Pelekarr had two sergeants who had stayed with him, competent, experienced career soldiers worth their weight in gold. Nicos Bivar was a stocky, weathered cavalryman from Pomaca, the fourth son of a minor landowner. A wizard with horses, he drilled his troopers until they were veritable centaurs.

  Hoc Deltan was a little taller, almost as good with horses, and even better with a lance. Between the two of them they had turned hundreds of green boys into hard-riding precision pig-stickers.

  Damicos, for his part, had but the one sergeant who had remained faithful. The grizzled hoplite Leon, body seamed and fissured with scar tissue and knotted with muscle, was a deadly man with a spear. One of the few veterans among the troops, though the bulk of his experience had occurred in the old country.
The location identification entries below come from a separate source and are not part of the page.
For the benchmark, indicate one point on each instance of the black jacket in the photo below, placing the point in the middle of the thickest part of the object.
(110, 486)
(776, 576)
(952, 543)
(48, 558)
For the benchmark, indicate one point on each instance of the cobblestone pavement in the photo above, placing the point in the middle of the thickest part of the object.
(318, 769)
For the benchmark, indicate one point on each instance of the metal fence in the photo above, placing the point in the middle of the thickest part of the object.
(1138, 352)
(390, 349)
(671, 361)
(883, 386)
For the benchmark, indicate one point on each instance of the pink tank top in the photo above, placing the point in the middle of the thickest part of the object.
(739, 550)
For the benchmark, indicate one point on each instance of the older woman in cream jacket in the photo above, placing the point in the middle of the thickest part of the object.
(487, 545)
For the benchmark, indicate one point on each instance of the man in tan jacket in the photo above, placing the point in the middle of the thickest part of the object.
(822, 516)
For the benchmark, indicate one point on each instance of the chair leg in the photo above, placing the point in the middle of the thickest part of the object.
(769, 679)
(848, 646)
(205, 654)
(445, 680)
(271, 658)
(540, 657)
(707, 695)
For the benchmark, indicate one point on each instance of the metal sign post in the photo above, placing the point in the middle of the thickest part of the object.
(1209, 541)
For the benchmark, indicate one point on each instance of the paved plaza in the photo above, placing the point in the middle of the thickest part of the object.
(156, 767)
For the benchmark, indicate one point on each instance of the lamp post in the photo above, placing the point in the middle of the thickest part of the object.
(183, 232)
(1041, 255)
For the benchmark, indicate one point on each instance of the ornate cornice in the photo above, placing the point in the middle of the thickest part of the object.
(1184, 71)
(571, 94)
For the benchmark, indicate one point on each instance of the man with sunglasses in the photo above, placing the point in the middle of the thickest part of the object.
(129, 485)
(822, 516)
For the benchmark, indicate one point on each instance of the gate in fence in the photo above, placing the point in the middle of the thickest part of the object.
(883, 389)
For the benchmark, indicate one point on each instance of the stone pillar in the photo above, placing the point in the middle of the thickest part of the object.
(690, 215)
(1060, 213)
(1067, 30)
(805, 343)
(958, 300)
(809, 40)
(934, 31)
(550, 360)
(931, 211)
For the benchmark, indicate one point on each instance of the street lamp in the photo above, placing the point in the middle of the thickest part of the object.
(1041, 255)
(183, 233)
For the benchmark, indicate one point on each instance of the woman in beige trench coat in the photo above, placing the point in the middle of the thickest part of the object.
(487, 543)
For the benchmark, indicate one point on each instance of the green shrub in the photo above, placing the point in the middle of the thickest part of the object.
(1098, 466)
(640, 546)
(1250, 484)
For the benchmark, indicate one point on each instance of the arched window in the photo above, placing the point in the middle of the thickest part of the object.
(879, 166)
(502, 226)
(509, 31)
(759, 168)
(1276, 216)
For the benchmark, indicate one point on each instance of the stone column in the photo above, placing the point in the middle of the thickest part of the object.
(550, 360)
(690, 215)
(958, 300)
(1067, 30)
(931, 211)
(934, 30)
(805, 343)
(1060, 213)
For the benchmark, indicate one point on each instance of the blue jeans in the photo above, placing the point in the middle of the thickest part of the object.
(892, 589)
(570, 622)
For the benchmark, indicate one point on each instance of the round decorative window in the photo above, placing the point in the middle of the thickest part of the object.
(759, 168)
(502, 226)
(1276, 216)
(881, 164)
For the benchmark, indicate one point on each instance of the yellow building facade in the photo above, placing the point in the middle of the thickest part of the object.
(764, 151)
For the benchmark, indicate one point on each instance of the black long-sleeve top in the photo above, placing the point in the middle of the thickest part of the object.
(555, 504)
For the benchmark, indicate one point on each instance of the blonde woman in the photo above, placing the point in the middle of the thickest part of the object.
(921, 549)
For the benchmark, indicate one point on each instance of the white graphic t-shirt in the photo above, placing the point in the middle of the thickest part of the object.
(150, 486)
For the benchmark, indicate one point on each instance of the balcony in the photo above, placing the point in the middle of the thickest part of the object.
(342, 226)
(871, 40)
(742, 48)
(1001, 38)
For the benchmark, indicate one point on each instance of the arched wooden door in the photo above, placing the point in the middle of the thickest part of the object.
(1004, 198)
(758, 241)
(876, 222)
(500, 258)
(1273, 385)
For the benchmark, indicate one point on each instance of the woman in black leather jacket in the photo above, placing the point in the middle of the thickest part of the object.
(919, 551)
  Of the original Cold Spears, Pelekarr had now but a remnant that mustered at his first call. A total of eleven men: Bivar’s troop included Keltos Kuron and Makos Vipirion, little Arco, Somber Dom, and Velzar. Kobal Chustes had died trying to save Lord Jaimesh on the beach, so First Troop was shy one trooper. Sergeant Deltan’s Second Troop consisted of Boros, Tolano, the brothers Tall Wikios and Short Wikios, Mellibax, and a raw recruit nicknamed Beetleboy. Mostly nobility, according to Kerathi custom, some of them from powerful families. They were all young, hotheaded, and inexperienced, but there was nothing wrong with their training—or their courage.

  Damicos had but seven hoplites who could be found on the first day. The Storm Furies had fractured quickly, having only trained together for eight months and lacking the aristocratic ties that kept more of the Cold Spears together. But Damicos’ men that remained were solid, every one, though the names were a bit on the colorful side: Snapjack, Myros, Omu, Sandshark, Driccit, Machaon, and Leorda. Seven hoplites of varying degrees of experience, with full armor and spears. One sergeant, Leon Stonehand.

  Eighteen men to start a free company. Not much, but enough.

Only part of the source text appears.